Hi everyone...new to the board...I just received my LGB 2028D sound Mogul Steam engine,D.,S.P. & P.R.R-#71. after bidding on Ebay...usually have excellent results but this time I'm a little worried. The explanation says, used very little, looks brand new and it does however, I did not get an instruction manual with it (I will be asking for it, you already know the answer). Does anyone have one they could copy for me? Also...at the real of the wood car there is a small "circular" I'll call it hatch, behind the wood, that inside looks like some type of wiring was in it or? It sort of looks burnt...can anyone tell me what this might be.
Appreciate the help in advance.

Thanks,

Jim


----------



## Richard Weatherby (Jan 3, 2008)

Instructions for similar loco

Mogul Instructions


Instructions for LGB Locos

German Site


----------



## mrsportys (Dec 22, 2009)

Thanks Richard, I did find similar instructions. However none came to crux of my problem. I want to see if this particular part has any bearing on the sound / unit itself. The , hopefully, attached picturewill show the piece that I easily took off behind the stack of wood. It doesn't feel like the piece should come off yet it did and the, I think, piece of wire inside looks frazzled and burnt?. 

Anyone know what this piece is?
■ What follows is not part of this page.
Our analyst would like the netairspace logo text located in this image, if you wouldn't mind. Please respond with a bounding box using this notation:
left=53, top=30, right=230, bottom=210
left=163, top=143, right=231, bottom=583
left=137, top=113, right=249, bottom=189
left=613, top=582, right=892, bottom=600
Looks like I cannot add a picture, I'll keep looking if I can.....

Thanks,

Jim


----------



## mrsportys (Dec 22, 2009)

Anyone....can I add pics to replys? Thanks


----------



## stevedenver (Jan 6, 2008)

well the fact is that the 2028 D was not a factory sound equipped loco 

so the next question is -what is the make of the sound system? 

the part you refer to is a water filler hatch and this has been used on other LGB models as a cover for the volume potentiometer-which seems a a possibility for what you are describing 

is is possible that someone fitted an lgb after market sound module into the tender 

(these are a small black plastic box slightly larger and more square than a pack of cigarettes-with a grate for the sound 

-as i understand things these (later versions) came with a separate volume pot which had a longish shaft so that they could be retrofitted into various locos and have the volume control shaft long enough to access 

you may be seeing wires that were inadvertantly touched with a soldering iron-or something entirely different 

are there any 'issues' with operation?


----------



## Mik (Jan 2, 2008)

to add a picture.
First you need to upload it to the web. You can use 1st class space here, a service like photobucket, or whatever web space came with your ISP contract.

Second you need to learn the 'secret code' -- [i-m-g] whatever the picture's web address [/-i-m-g] just remove all the -s to make it work. If you use photobucket, it's the bottom choice of addresses all ready to go.


----------